Regional content has grown to account for 40 percent of overall content consumption
In its India Watch Report 2019, video streaming platform Hotstar revealed that non-metros are outstripping metros in terms of video consumption and regional content has grown to account for 40 percent of overall content consumption.
Non-metro cities account for 63 percent of the total online video consumption, and a new generation of users has emerged, who don’t conform to stereotypes, says the report. For instance, men are as inclined to watch family dramas as women, accounting for more than 40 percent of views. Forty-one percent of Game of Thrones viewers also watched Hindi family dramas. And women accounted for 45 percent of the total video consumption, a 3.2x jump from last year.

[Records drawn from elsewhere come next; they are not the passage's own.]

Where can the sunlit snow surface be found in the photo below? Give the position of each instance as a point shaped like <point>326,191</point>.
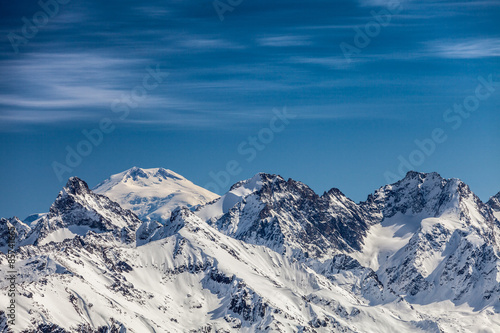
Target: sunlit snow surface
<point>153,193</point>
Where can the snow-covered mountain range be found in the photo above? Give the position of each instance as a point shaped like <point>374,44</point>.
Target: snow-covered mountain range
<point>270,255</point>
<point>152,194</point>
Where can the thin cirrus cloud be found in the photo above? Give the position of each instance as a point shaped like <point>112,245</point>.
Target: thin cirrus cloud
<point>284,41</point>
<point>466,49</point>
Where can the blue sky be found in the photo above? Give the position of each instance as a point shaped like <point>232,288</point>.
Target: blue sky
<point>354,117</point>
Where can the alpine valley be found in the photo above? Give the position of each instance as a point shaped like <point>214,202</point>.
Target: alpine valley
<point>149,251</point>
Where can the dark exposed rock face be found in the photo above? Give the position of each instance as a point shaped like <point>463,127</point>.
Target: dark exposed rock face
<point>77,206</point>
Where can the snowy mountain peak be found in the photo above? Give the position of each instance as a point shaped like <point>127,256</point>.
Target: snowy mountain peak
<point>494,202</point>
<point>76,211</point>
<point>76,186</point>
<point>269,210</point>
<point>152,194</point>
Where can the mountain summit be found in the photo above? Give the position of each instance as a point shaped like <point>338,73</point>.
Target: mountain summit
<point>152,194</point>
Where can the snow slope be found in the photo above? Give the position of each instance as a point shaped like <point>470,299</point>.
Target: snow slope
<point>153,193</point>
<point>420,255</point>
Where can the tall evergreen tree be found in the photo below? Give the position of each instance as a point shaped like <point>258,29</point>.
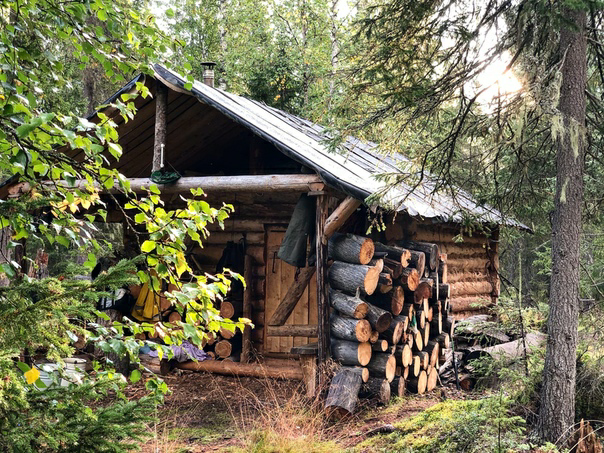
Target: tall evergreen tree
<point>419,82</point>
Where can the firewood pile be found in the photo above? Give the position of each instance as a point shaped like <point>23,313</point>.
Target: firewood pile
<point>390,324</point>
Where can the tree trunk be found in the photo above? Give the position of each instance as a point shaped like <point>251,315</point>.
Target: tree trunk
<point>557,409</point>
<point>350,248</point>
<point>350,352</point>
<point>350,329</point>
<point>350,277</point>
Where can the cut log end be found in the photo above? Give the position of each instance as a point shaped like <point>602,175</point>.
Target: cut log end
<point>364,353</point>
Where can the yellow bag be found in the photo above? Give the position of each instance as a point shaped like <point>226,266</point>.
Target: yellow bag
<point>146,308</point>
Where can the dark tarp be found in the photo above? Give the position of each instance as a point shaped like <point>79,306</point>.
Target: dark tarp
<point>300,230</point>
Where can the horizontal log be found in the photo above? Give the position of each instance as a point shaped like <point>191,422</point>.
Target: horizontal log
<point>348,305</point>
<point>471,288</point>
<point>430,250</point>
<point>222,184</point>
<point>398,254</point>
<point>474,262</point>
<point>469,275</point>
<point>292,330</point>
<point>361,371</point>
<point>471,303</point>
<point>511,350</point>
<point>350,353</point>
<point>352,277</point>
<point>349,329</point>
<point>418,384</point>
<point>340,215</point>
<point>343,393</point>
<point>351,248</point>
<point>292,371</point>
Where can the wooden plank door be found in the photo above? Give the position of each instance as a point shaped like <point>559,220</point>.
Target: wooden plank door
<point>279,278</point>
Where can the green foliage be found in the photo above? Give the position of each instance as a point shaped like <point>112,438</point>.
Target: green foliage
<point>72,419</point>
<point>458,426</point>
<point>63,162</point>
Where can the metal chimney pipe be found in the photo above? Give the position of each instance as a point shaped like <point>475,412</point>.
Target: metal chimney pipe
<point>208,72</point>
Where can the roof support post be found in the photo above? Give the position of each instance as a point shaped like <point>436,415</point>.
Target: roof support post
<point>291,298</point>
<point>322,302</point>
<point>161,125</point>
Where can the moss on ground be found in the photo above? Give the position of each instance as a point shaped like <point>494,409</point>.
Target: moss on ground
<point>483,425</point>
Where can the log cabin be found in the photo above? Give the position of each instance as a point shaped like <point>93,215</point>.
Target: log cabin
<point>262,161</point>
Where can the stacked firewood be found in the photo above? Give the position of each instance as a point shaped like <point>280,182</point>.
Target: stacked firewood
<point>390,322</point>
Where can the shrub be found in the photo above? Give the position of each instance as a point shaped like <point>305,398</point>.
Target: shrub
<point>484,425</point>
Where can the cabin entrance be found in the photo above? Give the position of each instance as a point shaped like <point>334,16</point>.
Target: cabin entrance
<point>279,278</point>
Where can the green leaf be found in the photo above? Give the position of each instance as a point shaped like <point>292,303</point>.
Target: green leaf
<point>23,367</point>
<point>148,246</point>
<point>62,240</point>
<point>135,376</point>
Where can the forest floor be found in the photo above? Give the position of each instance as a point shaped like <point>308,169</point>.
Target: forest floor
<point>210,413</point>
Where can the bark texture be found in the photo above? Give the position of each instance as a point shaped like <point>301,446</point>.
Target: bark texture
<point>558,394</point>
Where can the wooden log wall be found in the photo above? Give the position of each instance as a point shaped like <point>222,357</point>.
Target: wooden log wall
<point>471,264</point>
<point>251,219</point>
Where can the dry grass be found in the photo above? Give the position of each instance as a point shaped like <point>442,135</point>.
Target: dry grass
<point>283,419</point>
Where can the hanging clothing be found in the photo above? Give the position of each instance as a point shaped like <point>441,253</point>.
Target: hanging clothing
<point>300,230</point>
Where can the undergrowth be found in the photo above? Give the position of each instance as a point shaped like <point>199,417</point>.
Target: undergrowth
<point>283,420</point>
<point>484,425</point>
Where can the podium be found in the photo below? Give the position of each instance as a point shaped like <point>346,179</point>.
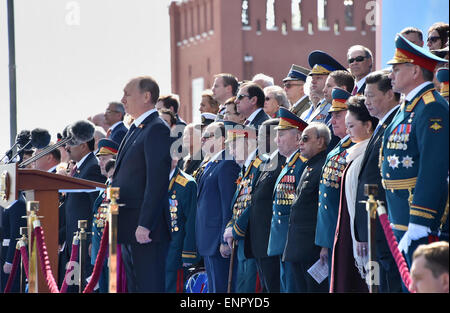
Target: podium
<point>45,187</point>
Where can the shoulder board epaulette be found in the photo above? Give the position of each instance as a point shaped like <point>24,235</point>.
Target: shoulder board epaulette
<point>257,162</point>
<point>347,143</point>
<point>181,180</point>
<point>428,97</point>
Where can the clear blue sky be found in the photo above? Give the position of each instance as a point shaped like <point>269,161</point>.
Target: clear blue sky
<point>73,57</point>
<point>398,14</point>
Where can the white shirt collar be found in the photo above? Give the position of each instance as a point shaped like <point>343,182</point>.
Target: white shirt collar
<point>142,117</point>
<point>416,90</point>
<point>53,168</point>
<point>79,163</point>
<point>250,158</point>
<point>115,125</point>
<point>361,82</point>
<point>387,114</point>
<point>252,116</point>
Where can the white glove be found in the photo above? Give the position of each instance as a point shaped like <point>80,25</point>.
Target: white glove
<point>414,232</point>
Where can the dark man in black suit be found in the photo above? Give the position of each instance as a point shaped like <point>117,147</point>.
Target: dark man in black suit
<point>382,102</point>
<point>142,173</point>
<point>78,205</point>
<point>300,248</point>
<point>249,103</point>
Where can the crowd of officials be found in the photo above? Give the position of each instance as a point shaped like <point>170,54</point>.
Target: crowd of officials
<point>270,184</point>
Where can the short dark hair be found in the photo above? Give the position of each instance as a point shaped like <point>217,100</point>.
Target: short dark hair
<point>229,80</point>
<point>343,78</point>
<point>147,83</point>
<point>111,163</point>
<point>254,90</point>
<point>173,118</point>
<point>436,255</point>
<point>357,106</point>
<point>170,101</point>
<point>442,29</point>
<point>383,82</point>
<point>408,30</point>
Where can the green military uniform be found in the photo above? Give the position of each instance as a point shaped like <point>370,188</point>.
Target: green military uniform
<point>330,183</point>
<point>414,156</point>
<point>182,249</point>
<point>283,196</point>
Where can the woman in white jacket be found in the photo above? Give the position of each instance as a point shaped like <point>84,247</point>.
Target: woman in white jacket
<point>349,255</point>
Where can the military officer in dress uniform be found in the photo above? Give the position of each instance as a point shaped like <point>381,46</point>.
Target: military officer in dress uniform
<point>243,146</point>
<point>442,77</point>
<point>107,149</point>
<point>182,250</point>
<point>330,183</point>
<point>414,157</point>
<point>293,86</point>
<point>289,131</point>
<point>322,64</point>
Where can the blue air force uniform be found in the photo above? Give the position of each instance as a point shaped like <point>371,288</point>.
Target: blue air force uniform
<point>182,249</point>
<point>415,154</point>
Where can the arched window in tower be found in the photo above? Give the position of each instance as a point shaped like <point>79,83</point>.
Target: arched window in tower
<point>322,14</point>
<point>296,12</point>
<point>270,14</point>
<point>348,4</point>
<point>245,16</point>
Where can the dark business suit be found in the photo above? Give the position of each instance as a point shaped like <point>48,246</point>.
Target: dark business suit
<point>390,280</point>
<point>258,230</point>
<point>300,249</point>
<point>216,188</point>
<point>78,206</point>
<point>142,174</point>
<point>260,118</point>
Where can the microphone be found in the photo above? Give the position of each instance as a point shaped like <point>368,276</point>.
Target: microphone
<point>22,139</point>
<point>73,134</point>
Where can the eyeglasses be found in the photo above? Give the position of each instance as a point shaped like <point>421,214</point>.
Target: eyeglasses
<point>206,136</point>
<point>359,58</point>
<point>433,39</point>
<point>240,97</point>
<point>289,85</point>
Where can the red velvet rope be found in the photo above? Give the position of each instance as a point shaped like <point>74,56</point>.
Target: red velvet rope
<point>24,253</point>
<point>73,258</point>
<point>12,275</point>
<point>44,261</point>
<point>398,256</point>
<point>98,261</point>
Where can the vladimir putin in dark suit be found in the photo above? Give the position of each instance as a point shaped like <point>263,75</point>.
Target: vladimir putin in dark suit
<point>142,173</point>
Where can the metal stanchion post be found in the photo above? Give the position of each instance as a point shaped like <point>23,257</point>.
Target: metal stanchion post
<point>23,278</point>
<point>113,212</point>
<point>82,235</point>
<point>32,209</point>
<point>370,191</point>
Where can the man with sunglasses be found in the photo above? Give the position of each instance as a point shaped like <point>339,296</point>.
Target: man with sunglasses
<point>300,249</point>
<point>360,62</point>
<point>293,85</point>
<point>250,103</point>
<point>414,156</point>
<point>322,65</point>
<point>216,186</point>
<point>289,132</point>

In regional languages, Hotstar found that Tamil, Telugu and Bengali are the top ones. “The accelerated growth of the Indian video entertainment ecosystem has had an unprecedented impact on the consumer. Today the consumer enjoys a plethora of content to choose from… has moved beyond metro cities and isn’t limited by gender or language,” says Varun Narang, executive vice president and chief product officer, Hotstar. “This growing accessibility has opened doors to new thoughts and ideas that are shaping a stereotype-defying consumer.”
Sports streaming remains the most popular with Hotstar's reach expanding to 300 million during the Vivo IPL 2019. Viewing is also moving from a “passive experience” to an “immersive and social one”. A case in point, 64 million viewers participated in Vivo IPL 2019’s Watch 'N Play segment, twice as many as last year.